Feature Scaling

The Problem with Different Feature Ranges

When features have vastly different ranges of values, gradient descent can run slowly and inefficiently.

Example Scenario

x₁ (house size): 300-2,000 square feet
x₂ (bedrooms): 0-5 bedrooms

Parameter Relationships

For a house with 2,000 sq ft, 5 bedrooms, priced at $500k:

Poor Parameters: w₁=50, w₂=0.1, b=50

Prediction: 50×2000 + 0.1×5 + 50 = 100,050k (way too high)

Good Parameters: w₁=0.1, w₂=50, b=50

Prediction: 0.1×2000 + 50×5 + 50 = 500k (correct)

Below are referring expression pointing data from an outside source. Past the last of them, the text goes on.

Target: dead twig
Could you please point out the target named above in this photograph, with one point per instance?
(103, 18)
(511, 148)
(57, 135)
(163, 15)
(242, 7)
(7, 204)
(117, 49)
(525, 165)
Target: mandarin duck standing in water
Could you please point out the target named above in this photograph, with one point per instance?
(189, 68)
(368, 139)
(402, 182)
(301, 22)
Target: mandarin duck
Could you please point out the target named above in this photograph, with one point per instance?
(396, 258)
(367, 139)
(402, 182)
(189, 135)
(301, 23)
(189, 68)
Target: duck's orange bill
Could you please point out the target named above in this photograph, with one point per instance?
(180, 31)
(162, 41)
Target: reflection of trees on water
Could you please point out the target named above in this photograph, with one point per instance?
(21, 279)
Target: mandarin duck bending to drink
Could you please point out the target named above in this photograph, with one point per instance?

Impact on Gradient Descent

Contour Plot Characteristics

Without Scaling: Tall, narrow elliptical contours
Inefficient Path: Gradient descent bounces back and forth
Slow Convergence: Takes many iterations to reach minimum

With Feature Scaling

Circular Contours: More symmetric cost function shape
Direct Path: Gradient descent moves efficiently toward minimum
Fast Convergence: Significantly fewer iterations needed

Feature Scaling Methods

1. Division by Maximum

x1_scaled = x1 / max(x1)  # Range: 0.15 to 1.0
x2_scaled = x2 / max(x2)  # Range: 0.0 to 1.0

2. Mean Normalization

# Calculate mean (μ) for each feature
mu1 = mean(x1)  # e.g., 600
mu2 = mean(x2)  # e.g., 2.3

# Normalize
x1_norm = (x1 - mu1) / (max(x1) - min(x1))
x2_norm = (x2 - mu2) / (max(x2) - min(x2))

Results: Features centered around zero with both positive and negative values

3. Z-Score Normalization

# Calculate mean (μ) and standard deviation (σ)
mu1, sigma1 = mean(x1), std(x1)  # e.g., 600, 450
mu2, sigma2 = mean(x2), std(x2)  # e.g., 2.3, 1.4

# Z-score normalize
x1_zscore = (x1 - mu1) / sigma1
x2_zscore = (x2 - mu2) / sigma2

Z-Score

Target Ranges and Guidelines

Acceptable Ranges

Aim for features in approximately -1 to +1 range, though these are flexible guidelines:

✅ Good: -3 to +3, -0.3 to +0.3, 0 to 3, -2 to +0.5
⚠️ Consider Rescaling: -100 to +100, -0.001 to +0.001, 98.6 to 105°F

When to Apply Feature Scaling

Features with very different magnitudes (e.g., house size vs. number of rooms)

Practical Examples

Temperature Data

Hospital patient temperatures ranging 98.6-105°F:

Values around 100 are large compared to typical scaled features
Recommendation: Scale to improve gradient descent performance

Financial Data

Income ($30k-$200k) vs. Age (25-65 years):

Very different scales require feature scaling
Prevents income from dominating the model due to larger numeric values

Feature scaling is a simple yet powerful technique that can dramatically improve the efficiency and performance of gradient descent algorithms, making it essential for practical machine learning implementations.